The contradiction was openly discussed in Cannes: 30% of German tabloid Bild‘s advertising inventory gets routinely blocked. Half of The Wall Street Journal’s placements land on “blanket blocked lists”.
Meanwhile, advertising spend keeps flowing to platforms that literally brag about their harmful content removal numbers. Meta proudly announces removing millions of pieces of harmful content every single day. TikTok boasts about takedown numbers in the billions.
But hang on — if you’re removing billions of pieces of harmful content, doesn’t that suggest your waters are absolutely teeming with sharks? It’s crisis posing as competence.
The platforms’ sleight of hand
It’s clever. Platforms have turned their biggest problem into their biggest selling point. They’ve convinced advertisers that high removal numbers prove effective safety rather than dangerous conditions.
Really, it’s brilliant marketing. Instead of asking “Why are there so many sharks in your water?”, advertisers now ask: “How good are you at catching them?”
News media works differently. It prevents most dangerous content from getting in through editorial standards and fact-checking. It’s like having a proper shark net — most of the bad stuff never makes it to swimmers.
But upstream prevention doesn’t generate impressive statistics to wave around.
And the reasons given in Cannes for avoiding news make little sense when you think about them.
People talked about their concerns of appearing next to professional journalism covering real events. But they’re perfectly happy advertising on platforms where the safety measures consist entirely of trying to catch dangerous content after it’s already swimming around users.
Misinformation, hate speech, extremist content — it’s all there until someone spots it and reports it. Even then there’s no guarantee about the speed at which it will be removed.
Sacrificing proven performance
Brands may think they’re playing it safe by avoiding news, but they’re actually sacrificing proven performance. Research consistently shows advertising in news environments drives better brand health metrics, higher consumer trust and superior conversion rates.
They’re also missing audiences they can’t reach anywhere else. Quality journalism attracts engaged, influential consumers who make purchasing decisions and influence others. You can’t replicate that through interest targeting on platforms where content quality is essentially random.
A valuable, hard-to-reach audience is right there, yet only 3.7% of TV adspend in the UK goes to news programming. The industry is missing the opportunity.
And we know that platforms are demonstrably less safe for brands than professional journalism. Every day brings examples of ads appearing next to conspiracy theories, extremist content or outright scams.

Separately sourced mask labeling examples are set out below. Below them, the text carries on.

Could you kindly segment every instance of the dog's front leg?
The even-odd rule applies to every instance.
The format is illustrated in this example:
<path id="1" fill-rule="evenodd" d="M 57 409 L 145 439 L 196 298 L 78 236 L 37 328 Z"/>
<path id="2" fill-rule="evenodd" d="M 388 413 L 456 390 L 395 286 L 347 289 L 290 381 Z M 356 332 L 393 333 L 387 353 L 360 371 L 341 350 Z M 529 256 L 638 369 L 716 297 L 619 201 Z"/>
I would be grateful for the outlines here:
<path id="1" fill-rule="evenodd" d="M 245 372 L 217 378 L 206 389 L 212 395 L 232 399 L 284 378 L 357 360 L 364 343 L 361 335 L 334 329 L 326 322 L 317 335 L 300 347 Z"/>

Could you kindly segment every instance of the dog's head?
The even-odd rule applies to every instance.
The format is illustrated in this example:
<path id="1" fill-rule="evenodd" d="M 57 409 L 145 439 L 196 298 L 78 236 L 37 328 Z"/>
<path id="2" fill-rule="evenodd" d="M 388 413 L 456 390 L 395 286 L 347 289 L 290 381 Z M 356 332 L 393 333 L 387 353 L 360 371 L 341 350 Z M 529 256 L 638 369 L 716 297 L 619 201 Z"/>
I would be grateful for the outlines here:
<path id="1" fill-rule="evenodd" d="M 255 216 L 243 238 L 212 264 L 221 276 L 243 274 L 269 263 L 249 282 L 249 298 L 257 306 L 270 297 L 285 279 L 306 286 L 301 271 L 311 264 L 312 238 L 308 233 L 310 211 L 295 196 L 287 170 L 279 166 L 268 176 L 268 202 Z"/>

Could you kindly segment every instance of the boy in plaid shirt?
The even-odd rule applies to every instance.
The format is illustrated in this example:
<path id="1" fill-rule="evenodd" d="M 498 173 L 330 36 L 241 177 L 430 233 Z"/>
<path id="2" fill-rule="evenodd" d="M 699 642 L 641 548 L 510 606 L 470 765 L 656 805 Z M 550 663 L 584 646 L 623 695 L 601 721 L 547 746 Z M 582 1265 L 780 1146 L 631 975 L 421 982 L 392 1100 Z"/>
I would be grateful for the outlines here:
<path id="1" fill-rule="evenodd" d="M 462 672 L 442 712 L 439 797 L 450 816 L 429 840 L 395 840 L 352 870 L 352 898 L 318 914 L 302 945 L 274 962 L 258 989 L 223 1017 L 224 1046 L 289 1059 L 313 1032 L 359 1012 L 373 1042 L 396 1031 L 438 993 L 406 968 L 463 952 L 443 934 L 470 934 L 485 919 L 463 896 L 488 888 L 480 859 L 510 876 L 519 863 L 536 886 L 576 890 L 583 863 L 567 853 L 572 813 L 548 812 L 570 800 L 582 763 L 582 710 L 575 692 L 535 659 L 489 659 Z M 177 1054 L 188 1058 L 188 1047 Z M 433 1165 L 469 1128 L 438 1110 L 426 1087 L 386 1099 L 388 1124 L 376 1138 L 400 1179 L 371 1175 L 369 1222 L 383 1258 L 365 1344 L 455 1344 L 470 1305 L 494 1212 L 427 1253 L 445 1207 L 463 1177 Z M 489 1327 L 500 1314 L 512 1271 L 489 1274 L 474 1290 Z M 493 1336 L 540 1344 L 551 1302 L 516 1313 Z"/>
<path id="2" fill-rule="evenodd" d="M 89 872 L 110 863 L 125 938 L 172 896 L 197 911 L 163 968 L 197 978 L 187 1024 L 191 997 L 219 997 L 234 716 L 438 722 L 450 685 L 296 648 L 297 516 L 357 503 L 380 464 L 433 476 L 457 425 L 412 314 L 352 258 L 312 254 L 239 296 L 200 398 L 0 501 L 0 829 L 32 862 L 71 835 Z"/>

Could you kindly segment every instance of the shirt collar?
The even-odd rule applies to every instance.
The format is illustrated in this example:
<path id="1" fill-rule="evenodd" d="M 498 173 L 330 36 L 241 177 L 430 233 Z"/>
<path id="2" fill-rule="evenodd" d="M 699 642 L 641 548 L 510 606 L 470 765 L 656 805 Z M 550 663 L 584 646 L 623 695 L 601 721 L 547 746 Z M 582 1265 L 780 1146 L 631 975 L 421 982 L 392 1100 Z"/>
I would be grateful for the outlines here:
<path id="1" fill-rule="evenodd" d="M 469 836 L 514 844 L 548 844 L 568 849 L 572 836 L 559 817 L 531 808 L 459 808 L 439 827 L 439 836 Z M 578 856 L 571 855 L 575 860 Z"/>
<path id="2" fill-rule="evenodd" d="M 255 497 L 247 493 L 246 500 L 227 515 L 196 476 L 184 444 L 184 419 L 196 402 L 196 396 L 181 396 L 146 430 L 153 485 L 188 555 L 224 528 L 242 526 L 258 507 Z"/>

When something goes wrong with a news placement, it’s obvious and fixable. When something goes wrong on social media, it’s often invisible until it becomes a full-blown crisis.
Bountiful Cow study finds all news is brand-safe, with ‘unsafe’ inventory most effective
Convenience rules
Why do advertisers choose shark-infested waters?
It comes down to convenience, mostly. Social media advertising is simple — set a budget, pick targeting options, let the algorithm work. No need for content evaluation, no negotiations with individual publishers, no uncomfortable conversations about editorial context.
Meanwhile, advertising in news requires understanding content, evaluating context, making decisions about editorial adjacency. It’s harder work that doesn’t scale as easily across programmatic platforms.
The measurement systems make it worse. “Every impression is equal” sounds neat and simple, but it ignores something crucial: context matters. A lot. But context is messy and hard to quantify at scale, so it often gets sidelined.
This should be an easy choice
Real brand safety means choosing environments with preventive measures, not environments that brag about their clean-up operations. It means recognising that platforms bragging about their content removal numbers are actually celebrating their flaws.
Supporting quality journalism isn’t charity; it’s smart business that delivers better results in genuinely safer environments.
The question isn’t whether professional journalism is perfect. It’s whether it’s safer and better for brands than swimming in waters where billions of pieces of dangerous content need to be removed every quarter.